C’est également ce qui a séduit, Jérôme Bourrier, le procureur de la République de Bayonne, où la mesure est déjà en place depuis plus d’un an. "C’est une mesure qui est intéressante. Elle a un intérêt supérieur à une amende qui est directement pour le trésor public car elle sert à faire comprendre le préjudice commis", souligne le procureur basque. Selon lui, depuis la mise en place de la contribution citoyenne, il n’y a que des bons retours.
À Bayonne, un an après, un premier bilan positif
Le premier vient de l’Association Citoyenneté-Justice Pays Basque (ACJPB) qui en est directement bénéficiaire. "Depuis le premier janvier 2022, il y a eu 42 contributions citoyennes prononcées par notre parquet. Ce qui permet, pour le moment, à l’association de récupérer 11.000 euros", indique Jérôme Bourrier. Une "première approche" de la mesure qui satisfait également l’ACJPB.
Cela permet d’atténuer notre déficit, mais aussi d’avoir un contact avec les auteurs, afin d’expliquer à quoi ça sert.
André Montaut, directeur de l'ACJPB
L’association utilise cet argent essentiellement pour l’accompagnement des victimes de violences conjugales. En 2020, l’association avait 15 dossiers sur la question. Une année plus tard, il y en avait 310. Le nombre d’enquêtes menées par l’ACJPB sur les violences conjugales est, pour l’instant, à 350 cette année. Au vu de cette forte augmentation des cas ces dernières années, la contribution citoyenne est la bienvenue. "Cela a permis de payer des heures de travail dont on avait vraiment besoin", loue André Montaut, directeur de l’association.

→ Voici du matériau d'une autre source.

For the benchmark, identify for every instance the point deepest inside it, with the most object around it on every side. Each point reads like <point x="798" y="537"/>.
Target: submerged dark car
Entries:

Après un an, la contribution citoyenne tient ses promesses à Bayonne. "On y est très favorable. Cela permet d’atténuer notre déficit, mais aussi d’avoir un contact avec les auteurs, afin d’expliquer à quoi ça sert", continue le directeur de l’ACJPB. Il insiste cependant sur la dimension pédagogique de la mesure : "L’intérêt, c'est de savoir comment c’est perçu par l’auteur de l’infraction."
Pour l’instant, il n’y a pas d’étude permettant de mesurer si la contribution citoyenne limite la récidive. Mais de l’avis de tous les acteurs concernés, cette alternative aux poursuites ne peut être que positive. "Avant, il manquait une coordination entre la justice, la police et l’accompagnement associatif. La contribution citoyenne permet un vrai échange", milite André Montaut. C’est ce vers quoi va essayer de tendre le parquet de Poitiers.